At a Glance
- Cannot exit screensaver; costly; rudimentary options
This backup utility and screensaver saves time and energy by backing up when your computer is idle.
Note: This review addresses v4.0 as it was on
May 26, 2011. The current version does use an installer, and its
trial period has been extended to 30 days. The developer asserts
that the bugs mentioned in this review have been fixed.
PCWorld has not reviewed the current version.
In the world of modern computing, few things are as important as
backing up, and few experiences are as jarring as realizing you’ve
just lost a vast amount of work due to a hardware or software
malfunction. But backing up can be time-consuming, and you may
forget to do it. Even worse, you may set up an automated solution
and find out at the moment of truth that it didn’t work right–you
thought your files were being backed up, but they weren’t.
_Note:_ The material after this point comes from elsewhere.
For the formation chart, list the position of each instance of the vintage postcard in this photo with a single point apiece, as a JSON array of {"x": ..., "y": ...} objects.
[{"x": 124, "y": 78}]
With
LazySave, this will never happen.
LazySave is built around a brilliant idea: Combine a screensaver
with a backup application. As soon as you leave your computer
unattended for a few moments, the screen goes blank and LazySave’s
backup dialog appears, constantly moving around to protect your
screen while safeguarding your files. This way you always know it
is running and what files are being backed up, but never have to
think about it or remember to activate it.
Unfortunately, LazySave’s execution is not as brilliant.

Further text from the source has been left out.